Do Ninho D'Águia até África (27)
O perfume exótico das filhas do Libanês
O Cifra, na qualidade de militar que foi mobilizado pelo governo de Portugal, para ir defender a então “Mãe Pátria” e a “Soberania Portuguesa” além-mar, tal como aprendeu na escola primária da vila a que pertencia a sua aldeia do Ninho d’Aguia, que frequentou por quatro anos, onde o professor lhe explicava, e tinha que fazer uma redacção sobre o tema, que os heróis que se aventuraram por “mares nunca antes navegados”, descobriram aquelas terras selvagens, que “cristianizaram”, viajando numa “casca de noz”, e tinham em mente somente educar e cristianizar, esses povos também selvagens, mas que mais tarde, principalmente depois de frequentar outras escolas de ensino, no estrangeiro, e depois de conviver com outras culturas, verificou que não eram esses os principais objectivos, do reino de Portugal, e veio a saber que essas expedições por “mares nunca antes navegados”, era o investimento de governos e empresas, que entre si, disputavam e queriam dividir diversas zonas do globo, tal como se nada existisse, a não ser a sua vontade, para subjugarem um povo que vivia com as suas leis, e talvez com a sua guerra, ou com a sua paz, mas que só a eles dizia respeito, e tinham uma cultura de milhares de anos, nesses territórios, que estavam localizados em diversas partes do globo, e muito longe da Europa, onde existia o reino de Portugal.

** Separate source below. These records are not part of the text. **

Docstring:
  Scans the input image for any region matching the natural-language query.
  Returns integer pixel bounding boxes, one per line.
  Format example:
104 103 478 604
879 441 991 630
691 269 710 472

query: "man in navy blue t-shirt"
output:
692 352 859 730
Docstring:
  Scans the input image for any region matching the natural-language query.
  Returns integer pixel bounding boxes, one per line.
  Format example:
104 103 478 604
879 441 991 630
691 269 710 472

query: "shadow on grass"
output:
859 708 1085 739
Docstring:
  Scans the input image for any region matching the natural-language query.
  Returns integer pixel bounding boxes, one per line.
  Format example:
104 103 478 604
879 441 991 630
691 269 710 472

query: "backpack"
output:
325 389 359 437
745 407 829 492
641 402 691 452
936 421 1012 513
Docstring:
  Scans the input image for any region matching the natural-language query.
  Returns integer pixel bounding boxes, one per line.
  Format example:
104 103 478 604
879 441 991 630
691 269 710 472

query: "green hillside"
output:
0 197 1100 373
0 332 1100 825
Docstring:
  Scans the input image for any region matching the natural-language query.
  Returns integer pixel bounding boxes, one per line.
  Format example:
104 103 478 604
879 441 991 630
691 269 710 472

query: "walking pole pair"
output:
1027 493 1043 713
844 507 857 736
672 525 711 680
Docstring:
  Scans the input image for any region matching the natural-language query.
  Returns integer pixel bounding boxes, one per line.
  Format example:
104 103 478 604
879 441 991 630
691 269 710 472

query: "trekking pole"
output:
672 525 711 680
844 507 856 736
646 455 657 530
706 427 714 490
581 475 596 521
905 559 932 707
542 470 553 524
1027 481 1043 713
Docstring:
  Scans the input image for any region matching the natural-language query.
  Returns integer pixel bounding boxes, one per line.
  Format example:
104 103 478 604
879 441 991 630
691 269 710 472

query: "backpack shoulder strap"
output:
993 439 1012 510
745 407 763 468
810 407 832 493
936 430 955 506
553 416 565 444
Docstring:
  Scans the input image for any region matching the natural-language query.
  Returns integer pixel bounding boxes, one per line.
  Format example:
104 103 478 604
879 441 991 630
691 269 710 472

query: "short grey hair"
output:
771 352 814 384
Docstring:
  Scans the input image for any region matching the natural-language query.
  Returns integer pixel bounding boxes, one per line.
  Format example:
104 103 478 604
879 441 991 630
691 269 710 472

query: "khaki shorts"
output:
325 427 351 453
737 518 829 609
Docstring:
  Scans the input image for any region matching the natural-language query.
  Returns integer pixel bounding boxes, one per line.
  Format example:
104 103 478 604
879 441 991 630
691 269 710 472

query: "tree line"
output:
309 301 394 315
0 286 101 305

Mas continuando e sem querer cortar o fio à meada, o Cifra desembarcou nesta então província do Ultramar Português, que era a Guiné, não saindo de uma “casca de noz”, que viajava ao sabor do vento, quase sempre com terra à vista, mas de um navio, que viajava no mar alto, a poder de motores a diesel, não transportando padrões em granito, com a cruz de Cristo, arreios, cavalos, espadas e lanças, mas sim auto metralhadoras, lança granadas, aviões que lançavam bombas de napalme e outro material bélico e explosivo, transportado em camiões de seis rodados, a gasóleo e outros combustíveis, não vestido como se fosse um navegador, mas sim vestido de camuflado de combate, (gravura em cima, com a G3 e o capacete de guerra do Setúbal, pois a ele nunca lhe deram um capacete, e ele também nunca o pediu), treinado para um conflito, embora fosse um razoável militar, era um fraco guerreiro, e ainda bem porque a sua missão era ser operador cripto.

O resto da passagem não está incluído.